The South African aviation media site reports that all ten of the Thunder City jets have been purchased by Jay Smith, an ex-oil industry entrepreneur who now runs aviation maintenance firm Hangar 51.
World-renowned Thunder City, based in Cape Town, operated a fleet of four English Electric Lightnings, three Blackburn Buccaneers, seven Hawker Hunters, a BAC Jet Provost and an Aérospatiale Puma. The collection was said to be the world’s largest collection of airworthy classic jets, offering air displays and passenger flights. Its Lightnings and Buccaneers were the only flying examples of their kind in the world.
However, the company was rattled by a fatal airshow accident in 2009, involving one of their Lightning T.5s. Subsequent investigations found major shortcomings in the company’s maintenence operations, resulting in the fleet being grounded for over a year. Although some aircraft returned to flying airshows, they did not continue to fly fare-paying passengers. Much of the fleet was soon put up for sale, and the company flew their last airshow in 2015.

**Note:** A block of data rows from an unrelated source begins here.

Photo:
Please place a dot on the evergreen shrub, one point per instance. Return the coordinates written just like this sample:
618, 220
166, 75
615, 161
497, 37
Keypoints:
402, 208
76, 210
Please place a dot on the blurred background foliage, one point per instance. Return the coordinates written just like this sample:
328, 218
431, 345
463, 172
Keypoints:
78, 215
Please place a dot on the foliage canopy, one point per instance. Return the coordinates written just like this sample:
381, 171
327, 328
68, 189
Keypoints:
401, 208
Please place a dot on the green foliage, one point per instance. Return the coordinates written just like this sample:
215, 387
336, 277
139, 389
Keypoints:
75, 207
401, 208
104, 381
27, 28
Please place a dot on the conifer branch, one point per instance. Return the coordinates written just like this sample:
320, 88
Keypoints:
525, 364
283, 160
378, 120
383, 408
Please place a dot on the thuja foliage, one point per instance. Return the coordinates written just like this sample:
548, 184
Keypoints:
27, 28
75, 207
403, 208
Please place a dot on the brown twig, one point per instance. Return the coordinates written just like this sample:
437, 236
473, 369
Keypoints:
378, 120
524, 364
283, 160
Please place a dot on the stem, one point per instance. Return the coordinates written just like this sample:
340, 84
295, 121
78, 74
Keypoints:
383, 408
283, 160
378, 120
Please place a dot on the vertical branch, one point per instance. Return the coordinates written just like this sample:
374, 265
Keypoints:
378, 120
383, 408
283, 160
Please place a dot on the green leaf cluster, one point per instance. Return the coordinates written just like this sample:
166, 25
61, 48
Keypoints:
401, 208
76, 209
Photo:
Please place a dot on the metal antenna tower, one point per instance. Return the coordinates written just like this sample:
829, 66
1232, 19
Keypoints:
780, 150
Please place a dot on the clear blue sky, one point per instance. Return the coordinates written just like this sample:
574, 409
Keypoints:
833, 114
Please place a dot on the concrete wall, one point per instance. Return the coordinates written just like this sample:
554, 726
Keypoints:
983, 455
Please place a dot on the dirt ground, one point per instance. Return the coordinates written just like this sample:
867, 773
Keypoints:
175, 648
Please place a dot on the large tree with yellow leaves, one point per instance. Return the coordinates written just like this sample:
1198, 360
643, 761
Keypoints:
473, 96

The death of the company’s 59-year-old owner, Mike Beachy Head, in May 2017, brought about the end of operations. Several years after his death, the company’s purpose-built hangar was sold, and the jets left outside, exposed to the elements.
With hopes fading that the aircraft would ever fly again, the remains of the collection were bought by Mr Smith in late 2021. This includes three Lightnings, three Hunters, three Buccaneers and one Jet Provost. As part of an effort to restore at least some of the aircraft to flight, Buccaneer S2B undertook a successful engine run on the 13th January 2022.
Hangar 51 already has experience of operating vintage jets, including an L-29 Delfin
SA Flyer reports that Mr Smith is in negotiations to move the fleet into a hangar at Cape Town and that he plans to “get as many of the aircraft flying as possible” for use in an air-to-air combat school similar to Draken International.